Closed mski-iksm closed 2 years ago
I'm thinking of mitigating the above problem with the measures described in “How to fix the problem”. How do you think? Please review.
@Hi-king @hirosassa @e-mon @ujiuji1259 @kitagry
@mski-iksm Thanks for taking the time to reporting an exhaustive implementation ideas! Looks great to me! Please go ahead to create a PR!
Thanks @mski-iksm
Problem
Using task cache locking prevents cache conflicts even when multiple gokart tasks are running in parallel. However, if multiple tasks running in parallel depend on a same task, read process may cause congestion, and parallelism may be compromised.
The figure below shows a case where the problem occurs. Suppose app A, B and C are running on different nodes and are trying to do a read() of the same task. Although the three apps are running in parallel, the task lock causes congestion.
How to fix the problem
Use different procedures to get locks when writing, reading, and deleting the cache as illustrated in the figures below.
_remove() is the method to remove the cache which occurs when rerun parameter is set to True in the task.
As mentioned in case 4 and 5 below, rerun is prone to cause problems when combined with the cache lock feature. Therefore, we would like to have a warning when rerun is set when the cache redis lock function is turned on.
Why it works
case1: When multiple writing tasks happen at the same time
Suppose, app A and B are both writing tasks.

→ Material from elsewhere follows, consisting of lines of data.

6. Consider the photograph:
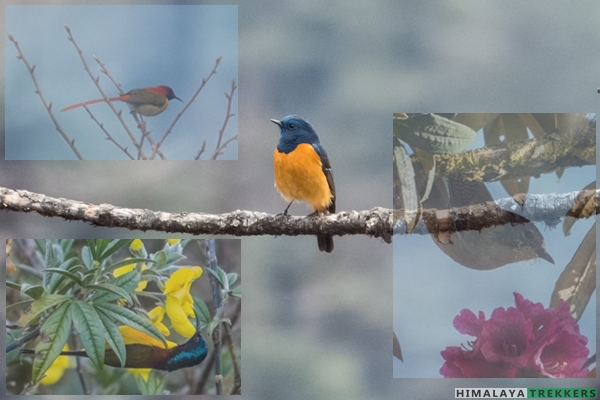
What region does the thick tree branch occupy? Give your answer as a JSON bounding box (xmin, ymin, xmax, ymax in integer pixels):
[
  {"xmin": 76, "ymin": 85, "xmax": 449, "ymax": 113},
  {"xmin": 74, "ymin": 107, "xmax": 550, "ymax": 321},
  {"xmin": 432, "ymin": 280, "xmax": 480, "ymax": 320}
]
[
  {"xmin": 434, "ymin": 120, "xmax": 595, "ymax": 182},
  {"xmin": 0, "ymin": 187, "xmax": 393, "ymax": 242},
  {"xmin": 1, "ymin": 187, "xmax": 596, "ymax": 243}
]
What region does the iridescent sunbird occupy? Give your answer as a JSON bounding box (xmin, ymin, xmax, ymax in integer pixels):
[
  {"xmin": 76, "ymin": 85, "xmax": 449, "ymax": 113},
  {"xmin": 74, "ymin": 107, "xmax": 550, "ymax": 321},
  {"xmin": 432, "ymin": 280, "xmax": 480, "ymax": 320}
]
[{"xmin": 21, "ymin": 330, "xmax": 207, "ymax": 372}]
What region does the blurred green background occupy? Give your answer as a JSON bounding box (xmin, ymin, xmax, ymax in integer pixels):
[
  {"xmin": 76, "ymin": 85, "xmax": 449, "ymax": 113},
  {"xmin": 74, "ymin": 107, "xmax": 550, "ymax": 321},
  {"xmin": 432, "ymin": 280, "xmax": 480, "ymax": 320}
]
[{"xmin": 2, "ymin": 0, "xmax": 599, "ymax": 398}]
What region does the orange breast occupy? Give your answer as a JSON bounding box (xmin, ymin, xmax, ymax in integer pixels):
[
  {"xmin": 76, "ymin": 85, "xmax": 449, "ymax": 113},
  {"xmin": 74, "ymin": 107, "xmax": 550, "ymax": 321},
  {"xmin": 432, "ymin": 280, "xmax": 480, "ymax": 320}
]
[{"xmin": 274, "ymin": 144, "xmax": 333, "ymax": 212}]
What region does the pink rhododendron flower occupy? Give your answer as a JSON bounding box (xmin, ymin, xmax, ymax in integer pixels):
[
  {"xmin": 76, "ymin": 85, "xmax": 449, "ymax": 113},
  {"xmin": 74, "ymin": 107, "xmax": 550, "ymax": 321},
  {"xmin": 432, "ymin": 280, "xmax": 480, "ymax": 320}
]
[{"xmin": 440, "ymin": 293, "xmax": 590, "ymax": 378}]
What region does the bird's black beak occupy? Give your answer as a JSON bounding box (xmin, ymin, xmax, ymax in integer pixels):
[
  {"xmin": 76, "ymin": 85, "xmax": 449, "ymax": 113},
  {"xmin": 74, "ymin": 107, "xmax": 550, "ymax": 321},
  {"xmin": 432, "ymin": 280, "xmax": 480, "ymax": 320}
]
[
  {"xmin": 173, "ymin": 96, "xmax": 183, "ymax": 102},
  {"xmin": 270, "ymin": 119, "xmax": 281, "ymax": 127},
  {"xmin": 537, "ymin": 247, "xmax": 555, "ymax": 264}
]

In such a case, one of the tasks will wait until the other completes its writing process to prevent cache collisions.
case2: When a writing task and reading tasks happen
Suppose, app A is a writing task and apps B and C are the reading tasks. Consider the case where task B and C try to read the cache at almost the same time while task A is executing a write operation.
In this case, tasks B and C will wait for task A to complete writing. This is because before _load(), there is a process that takes lock for a moment and releases it immediately. Since tasks B and C do not hold the lock the whole time while they are reading, but release it immediately, they can start the other _load() without waiting for the completion of either _load(). This is useful when _load() takes a long time.
case3: When a writing task happens after a reading task
Contrary to the previous case, consider the case where app B for writing occurs while app A for reading is running first.
In this case, app B's lock will be taken while app A's _load() is being executed. However, app B has the ability to do an exist check before doing the writing process and skip _dump() if the cache already exists. Therefore, the writing process of app B can be completed without overwriting or deleting the cache that is currently being read by app A.
case4: When a removing task and reading task happen
Suppose, app A is a removing task and apps B is a reading task.
In this case, App B's processing starts after App A's _remove() is completed and the lock is removed. However, when App B tries to read the file, the cache file has already been removed, so an error occurs.
This is the first reason why rerun which causes _remove() and cache lock does not work well.
case5: When a removing task happens while other task is reading
In contrast to the previous case, consider the case where App B executes _remove() while App A executes _load().
In this case, App A's _load() may cause an error depending on the file system because the cache is removed by App B during execution.
This is the second reason why rerun which causes _remove() and cache lock does not work well.